Originally posted by Darth Jello
In any case, the image of Joe Biden wearing colorful spandex and neoprene tights should convince at least some of you of the ridiculousness of the idea that health care reform will somehow make medical equipment disappear.

well, like, its the opposite problem in America as exists in Canada. Here there is too much reliance on the federal gvt, and not enough personal option for those who can afford it. America is the opposite. I'm sure a PPP offers benefits in so much as it releases the insurance companies from the monopoly they have on health, adding more basic and low end care.

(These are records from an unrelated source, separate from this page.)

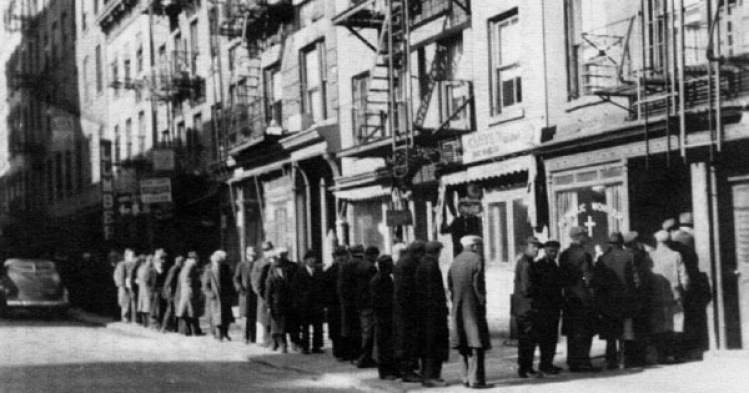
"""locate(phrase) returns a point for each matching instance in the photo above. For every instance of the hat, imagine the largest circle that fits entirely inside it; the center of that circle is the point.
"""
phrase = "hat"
(616, 238)
(576, 232)
(668, 224)
(662, 236)
(357, 250)
(372, 250)
(434, 246)
(686, 219)
(340, 251)
(629, 237)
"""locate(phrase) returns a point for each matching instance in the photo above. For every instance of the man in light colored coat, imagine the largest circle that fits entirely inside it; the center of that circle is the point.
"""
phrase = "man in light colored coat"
(469, 330)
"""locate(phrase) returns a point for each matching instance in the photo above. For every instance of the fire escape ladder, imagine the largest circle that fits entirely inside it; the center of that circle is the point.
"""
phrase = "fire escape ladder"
(435, 74)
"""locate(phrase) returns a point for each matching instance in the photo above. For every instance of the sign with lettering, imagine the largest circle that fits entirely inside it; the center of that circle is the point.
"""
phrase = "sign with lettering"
(107, 188)
(156, 190)
(496, 142)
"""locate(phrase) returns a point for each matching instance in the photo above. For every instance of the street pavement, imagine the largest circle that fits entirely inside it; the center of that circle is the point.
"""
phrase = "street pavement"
(91, 354)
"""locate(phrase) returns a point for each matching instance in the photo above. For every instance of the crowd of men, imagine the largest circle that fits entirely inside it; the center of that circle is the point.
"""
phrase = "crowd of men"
(645, 299)
(391, 312)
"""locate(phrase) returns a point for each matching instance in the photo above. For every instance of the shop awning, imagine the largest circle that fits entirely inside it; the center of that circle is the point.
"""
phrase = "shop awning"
(363, 193)
(492, 169)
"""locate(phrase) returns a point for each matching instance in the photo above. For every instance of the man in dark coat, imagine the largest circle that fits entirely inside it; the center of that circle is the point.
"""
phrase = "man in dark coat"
(521, 307)
(580, 316)
(218, 289)
(280, 299)
(308, 289)
(546, 304)
(350, 329)
(333, 303)
(247, 297)
(382, 289)
(432, 328)
(469, 330)
(614, 286)
(258, 277)
(170, 294)
(405, 312)
(365, 270)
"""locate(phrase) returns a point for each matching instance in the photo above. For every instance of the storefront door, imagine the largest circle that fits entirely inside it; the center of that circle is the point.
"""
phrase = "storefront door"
(741, 223)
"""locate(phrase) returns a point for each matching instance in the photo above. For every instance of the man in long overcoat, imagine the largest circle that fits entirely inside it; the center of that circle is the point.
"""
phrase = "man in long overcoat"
(280, 299)
(546, 302)
(432, 325)
(521, 307)
(350, 324)
(247, 297)
(580, 317)
(333, 303)
(170, 294)
(258, 277)
(469, 330)
(121, 282)
(405, 312)
(614, 285)
(190, 304)
(308, 289)
(365, 270)
(219, 291)
(381, 288)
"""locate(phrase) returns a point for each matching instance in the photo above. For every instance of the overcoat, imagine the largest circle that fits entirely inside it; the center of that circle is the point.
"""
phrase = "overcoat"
(669, 282)
(579, 316)
(432, 325)
(347, 295)
(243, 286)
(190, 303)
(258, 278)
(279, 297)
(614, 286)
(467, 285)
(219, 292)
(144, 289)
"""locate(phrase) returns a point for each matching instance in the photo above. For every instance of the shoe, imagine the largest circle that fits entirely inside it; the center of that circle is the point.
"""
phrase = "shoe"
(411, 378)
(584, 369)
(433, 383)
(552, 370)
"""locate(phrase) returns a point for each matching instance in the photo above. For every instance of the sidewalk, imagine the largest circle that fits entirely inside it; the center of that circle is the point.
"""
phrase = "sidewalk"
(724, 372)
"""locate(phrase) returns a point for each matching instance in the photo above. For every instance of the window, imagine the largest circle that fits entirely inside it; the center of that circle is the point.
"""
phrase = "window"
(99, 82)
(128, 138)
(506, 46)
(141, 132)
(313, 81)
(86, 81)
(273, 93)
(309, 12)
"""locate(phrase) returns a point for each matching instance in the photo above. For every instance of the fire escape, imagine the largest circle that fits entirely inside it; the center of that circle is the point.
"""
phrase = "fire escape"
(385, 124)
(250, 26)
(666, 67)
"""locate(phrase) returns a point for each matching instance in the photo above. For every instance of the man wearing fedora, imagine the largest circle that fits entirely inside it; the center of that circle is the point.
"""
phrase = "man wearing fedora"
(579, 320)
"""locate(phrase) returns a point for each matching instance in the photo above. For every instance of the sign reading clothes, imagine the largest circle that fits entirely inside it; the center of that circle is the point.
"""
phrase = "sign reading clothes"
(498, 141)
(156, 190)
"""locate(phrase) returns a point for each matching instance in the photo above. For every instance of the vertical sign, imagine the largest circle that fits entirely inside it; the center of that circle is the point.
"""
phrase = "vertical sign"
(107, 189)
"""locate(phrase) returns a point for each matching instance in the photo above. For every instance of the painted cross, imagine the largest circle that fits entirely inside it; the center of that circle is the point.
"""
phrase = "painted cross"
(590, 224)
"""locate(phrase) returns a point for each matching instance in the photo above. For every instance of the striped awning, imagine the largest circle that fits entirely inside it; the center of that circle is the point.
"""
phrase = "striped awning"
(492, 169)
(364, 193)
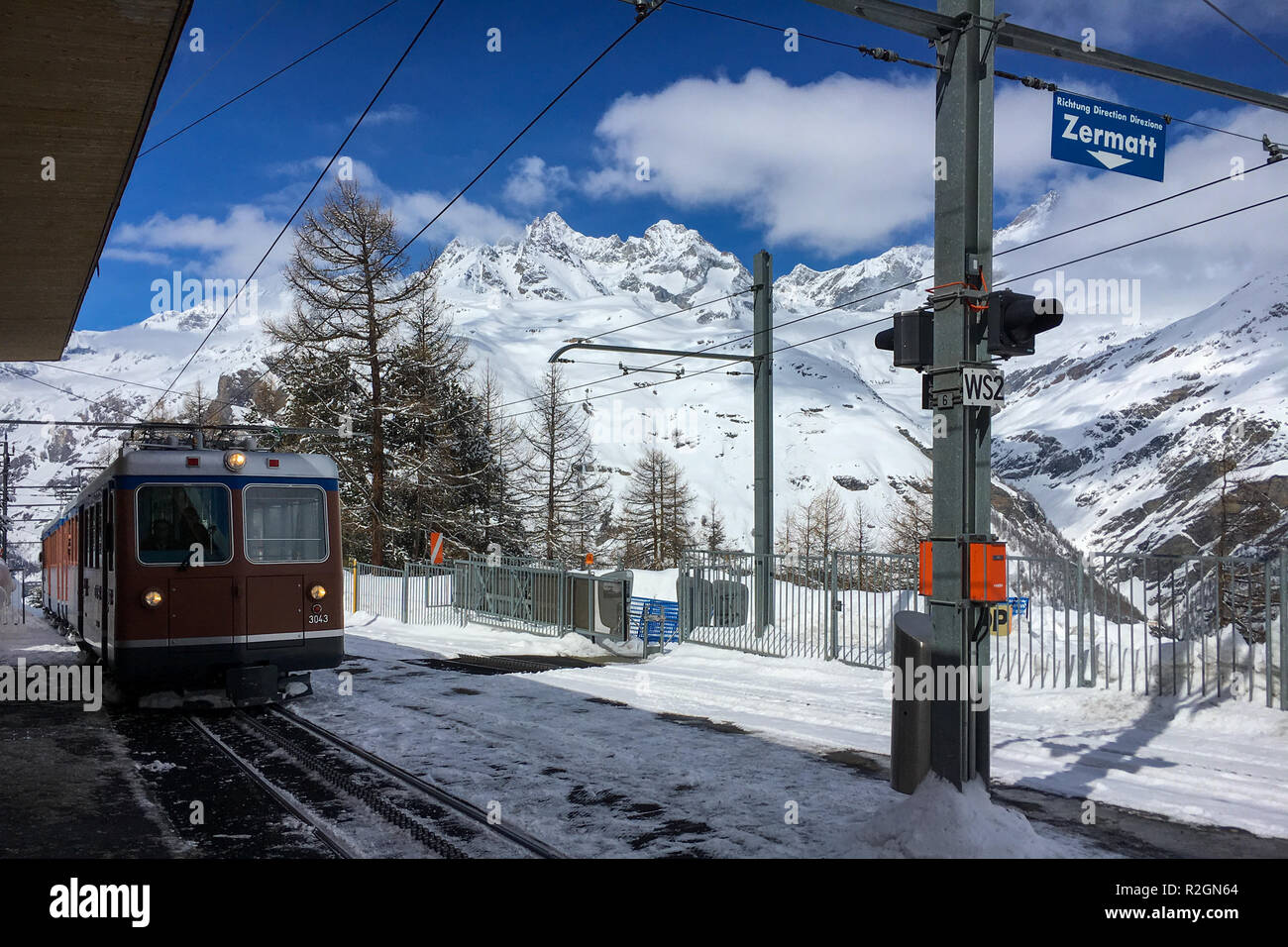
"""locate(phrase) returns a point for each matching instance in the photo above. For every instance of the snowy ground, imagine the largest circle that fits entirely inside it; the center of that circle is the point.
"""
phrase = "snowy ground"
(1222, 764)
(597, 776)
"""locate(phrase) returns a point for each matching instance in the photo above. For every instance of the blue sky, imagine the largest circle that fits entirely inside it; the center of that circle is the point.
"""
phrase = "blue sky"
(822, 157)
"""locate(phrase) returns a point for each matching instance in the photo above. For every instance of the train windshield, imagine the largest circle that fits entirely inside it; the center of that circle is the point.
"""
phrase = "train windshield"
(174, 517)
(284, 523)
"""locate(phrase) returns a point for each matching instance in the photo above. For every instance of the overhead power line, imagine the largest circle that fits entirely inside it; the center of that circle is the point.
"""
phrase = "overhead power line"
(267, 78)
(381, 266)
(303, 200)
(885, 317)
(222, 56)
(1247, 33)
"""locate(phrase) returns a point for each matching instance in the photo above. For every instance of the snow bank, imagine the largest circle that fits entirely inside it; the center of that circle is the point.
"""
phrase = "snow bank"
(936, 821)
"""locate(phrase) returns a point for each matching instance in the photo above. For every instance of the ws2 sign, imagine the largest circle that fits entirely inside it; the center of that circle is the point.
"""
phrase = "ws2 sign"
(1107, 136)
(982, 388)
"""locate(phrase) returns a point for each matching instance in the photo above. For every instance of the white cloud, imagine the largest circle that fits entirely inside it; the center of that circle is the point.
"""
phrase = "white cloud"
(151, 257)
(1125, 25)
(412, 209)
(226, 249)
(533, 183)
(844, 166)
(835, 165)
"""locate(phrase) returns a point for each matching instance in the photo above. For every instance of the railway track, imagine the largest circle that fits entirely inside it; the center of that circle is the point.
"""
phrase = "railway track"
(357, 787)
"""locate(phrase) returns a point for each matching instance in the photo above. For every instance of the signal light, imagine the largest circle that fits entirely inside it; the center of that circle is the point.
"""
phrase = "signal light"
(912, 339)
(1014, 320)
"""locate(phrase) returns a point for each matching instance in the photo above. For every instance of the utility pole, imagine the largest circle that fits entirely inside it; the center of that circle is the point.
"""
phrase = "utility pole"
(966, 35)
(763, 423)
(4, 512)
(962, 450)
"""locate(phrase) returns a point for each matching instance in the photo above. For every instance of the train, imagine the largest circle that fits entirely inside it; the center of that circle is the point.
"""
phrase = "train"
(196, 569)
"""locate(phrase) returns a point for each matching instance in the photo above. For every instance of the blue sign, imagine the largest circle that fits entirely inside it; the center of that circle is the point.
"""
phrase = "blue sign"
(1107, 136)
(655, 620)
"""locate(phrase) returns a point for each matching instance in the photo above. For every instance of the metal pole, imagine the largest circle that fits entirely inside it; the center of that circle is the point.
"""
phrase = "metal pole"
(406, 590)
(964, 224)
(763, 414)
(4, 522)
(1283, 629)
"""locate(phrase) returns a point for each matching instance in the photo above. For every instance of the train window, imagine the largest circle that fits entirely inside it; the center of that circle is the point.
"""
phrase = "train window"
(284, 523)
(172, 517)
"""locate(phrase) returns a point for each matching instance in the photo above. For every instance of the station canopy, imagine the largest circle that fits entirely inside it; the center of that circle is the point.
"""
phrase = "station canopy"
(77, 84)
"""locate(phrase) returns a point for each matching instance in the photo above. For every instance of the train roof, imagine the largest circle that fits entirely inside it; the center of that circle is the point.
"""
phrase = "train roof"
(175, 462)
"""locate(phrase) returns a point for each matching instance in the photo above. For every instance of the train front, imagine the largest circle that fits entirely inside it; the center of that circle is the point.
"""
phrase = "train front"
(230, 571)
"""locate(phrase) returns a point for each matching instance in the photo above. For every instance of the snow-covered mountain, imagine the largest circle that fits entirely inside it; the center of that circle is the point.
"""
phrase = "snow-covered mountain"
(1077, 432)
(1126, 449)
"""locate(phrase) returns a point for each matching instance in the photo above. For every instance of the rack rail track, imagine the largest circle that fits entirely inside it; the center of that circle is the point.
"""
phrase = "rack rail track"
(518, 836)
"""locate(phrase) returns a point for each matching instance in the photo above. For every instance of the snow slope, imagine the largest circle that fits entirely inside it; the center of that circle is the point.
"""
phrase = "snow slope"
(1206, 763)
(1121, 449)
(1080, 432)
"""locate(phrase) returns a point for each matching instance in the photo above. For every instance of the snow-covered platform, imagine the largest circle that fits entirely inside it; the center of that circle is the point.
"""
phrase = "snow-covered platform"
(702, 751)
(69, 788)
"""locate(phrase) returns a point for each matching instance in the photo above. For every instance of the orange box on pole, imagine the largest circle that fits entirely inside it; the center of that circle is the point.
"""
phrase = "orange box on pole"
(987, 571)
(923, 571)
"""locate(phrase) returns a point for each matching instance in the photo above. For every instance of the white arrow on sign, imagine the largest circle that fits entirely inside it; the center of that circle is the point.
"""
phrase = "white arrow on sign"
(1108, 158)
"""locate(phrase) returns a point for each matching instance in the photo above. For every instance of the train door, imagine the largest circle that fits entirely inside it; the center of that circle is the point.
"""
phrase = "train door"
(108, 604)
(76, 569)
(94, 590)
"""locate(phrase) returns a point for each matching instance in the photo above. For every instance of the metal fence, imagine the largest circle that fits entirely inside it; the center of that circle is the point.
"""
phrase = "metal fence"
(536, 598)
(1146, 624)
(1138, 622)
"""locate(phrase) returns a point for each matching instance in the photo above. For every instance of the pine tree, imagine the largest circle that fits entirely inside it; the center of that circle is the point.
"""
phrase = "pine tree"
(712, 528)
(501, 483)
(656, 523)
(348, 273)
(563, 487)
(430, 434)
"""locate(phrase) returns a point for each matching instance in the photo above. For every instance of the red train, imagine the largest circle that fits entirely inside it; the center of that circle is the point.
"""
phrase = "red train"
(189, 569)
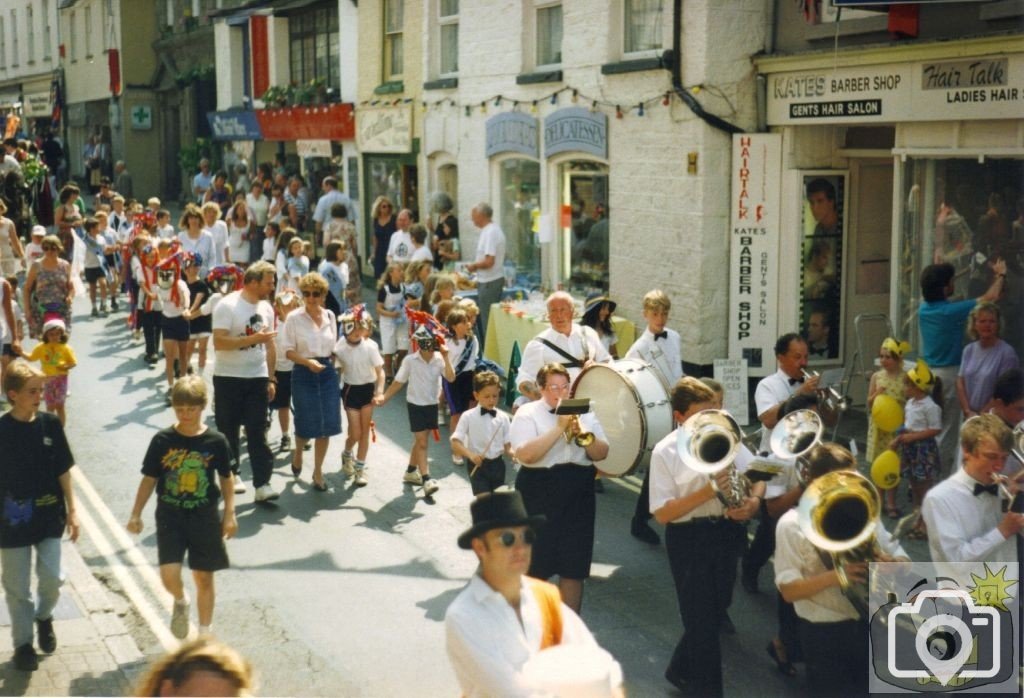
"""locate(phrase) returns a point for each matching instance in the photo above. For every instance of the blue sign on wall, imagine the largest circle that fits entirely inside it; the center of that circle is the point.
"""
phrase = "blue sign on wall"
(512, 132)
(235, 125)
(578, 130)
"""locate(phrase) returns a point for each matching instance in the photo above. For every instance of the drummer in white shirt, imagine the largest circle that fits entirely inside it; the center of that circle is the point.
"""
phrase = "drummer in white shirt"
(565, 343)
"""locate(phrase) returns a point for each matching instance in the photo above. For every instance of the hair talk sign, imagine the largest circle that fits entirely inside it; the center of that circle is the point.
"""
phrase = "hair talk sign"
(757, 164)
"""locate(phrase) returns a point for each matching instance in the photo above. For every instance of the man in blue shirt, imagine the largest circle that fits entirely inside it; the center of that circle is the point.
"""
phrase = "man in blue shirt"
(941, 334)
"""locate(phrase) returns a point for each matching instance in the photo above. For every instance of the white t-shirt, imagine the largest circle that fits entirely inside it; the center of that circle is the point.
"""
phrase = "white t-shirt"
(242, 318)
(424, 379)
(358, 362)
(491, 244)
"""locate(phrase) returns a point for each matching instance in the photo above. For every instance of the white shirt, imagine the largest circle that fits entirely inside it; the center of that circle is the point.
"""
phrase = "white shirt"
(424, 379)
(399, 249)
(307, 339)
(491, 244)
(535, 419)
(477, 430)
(242, 318)
(537, 353)
(664, 354)
(962, 527)
(797, 559)
(487, 645)
(358, 362)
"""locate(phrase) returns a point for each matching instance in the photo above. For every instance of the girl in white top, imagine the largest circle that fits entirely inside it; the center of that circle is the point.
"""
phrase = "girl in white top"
(361, 369)
(238, 234)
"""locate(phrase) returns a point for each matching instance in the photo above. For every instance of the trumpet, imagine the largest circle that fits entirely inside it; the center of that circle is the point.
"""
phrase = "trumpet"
(828, 397)
(708, 442)
(576, 434)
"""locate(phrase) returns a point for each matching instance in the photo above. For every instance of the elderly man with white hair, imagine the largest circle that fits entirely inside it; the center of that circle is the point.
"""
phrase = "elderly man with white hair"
(571, 345)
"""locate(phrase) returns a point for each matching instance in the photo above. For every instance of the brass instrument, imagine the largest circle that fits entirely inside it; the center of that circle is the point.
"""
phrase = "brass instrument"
(838, 514)
(794, 437)
(828, 397)
(708, 443)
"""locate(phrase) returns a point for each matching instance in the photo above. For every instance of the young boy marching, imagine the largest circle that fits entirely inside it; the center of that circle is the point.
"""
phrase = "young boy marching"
(183, 464)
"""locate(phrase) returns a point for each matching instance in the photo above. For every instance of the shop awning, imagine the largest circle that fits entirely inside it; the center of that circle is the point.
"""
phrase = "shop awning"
(325, 122)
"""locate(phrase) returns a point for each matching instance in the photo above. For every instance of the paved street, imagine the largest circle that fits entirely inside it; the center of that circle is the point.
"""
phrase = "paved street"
(344, 593)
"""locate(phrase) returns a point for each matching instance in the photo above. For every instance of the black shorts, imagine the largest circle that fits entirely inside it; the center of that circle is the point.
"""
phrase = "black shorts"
(564, 493)
(282, 391)
(195, 531)
(174, 329)
(357, 397)
(422, 418)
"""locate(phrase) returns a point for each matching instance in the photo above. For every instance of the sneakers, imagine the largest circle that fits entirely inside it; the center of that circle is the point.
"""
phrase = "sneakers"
(266, 493)
(47, 638)
(26, 658)
(179, 619)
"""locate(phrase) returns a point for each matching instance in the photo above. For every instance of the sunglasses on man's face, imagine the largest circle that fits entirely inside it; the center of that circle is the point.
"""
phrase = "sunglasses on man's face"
(508, 538)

Canada needs more MRI machines, so it was a salient example for me, /shrug

Originally posted by Symmetric Chaos
I think he means where the govt provides for a certain minimum of care for everyone and private companies offer the chance for better coverage if you have the money. It takes away their strangle hold on people without giving the govt a proper monopoly.

Bingo. 👆

Originally posted by inimalist
indeed, likely the fact that I am Canadian has something to do with this

source?

well, like, its the opposite problem in America as exists in Canada. Here there is too much reliance on the federal gvt, and not enough personal option for those who can afford it. America is the opposite. I'm sure a PPP offers benefits in so much as it releases the insurance companies from the monopoly they have on health, adding more basic and low end care.

Canada needs more MRI machines, so it was a salient example for me, /shrug

I wasn't necesarily directly responding to you. People here are claiming that adopting universal healthcare will somehow making medical and diagnostic equipment go away or disappear. I was mocking that arguement in the most gaudy, over-the-top, outlandish way possible.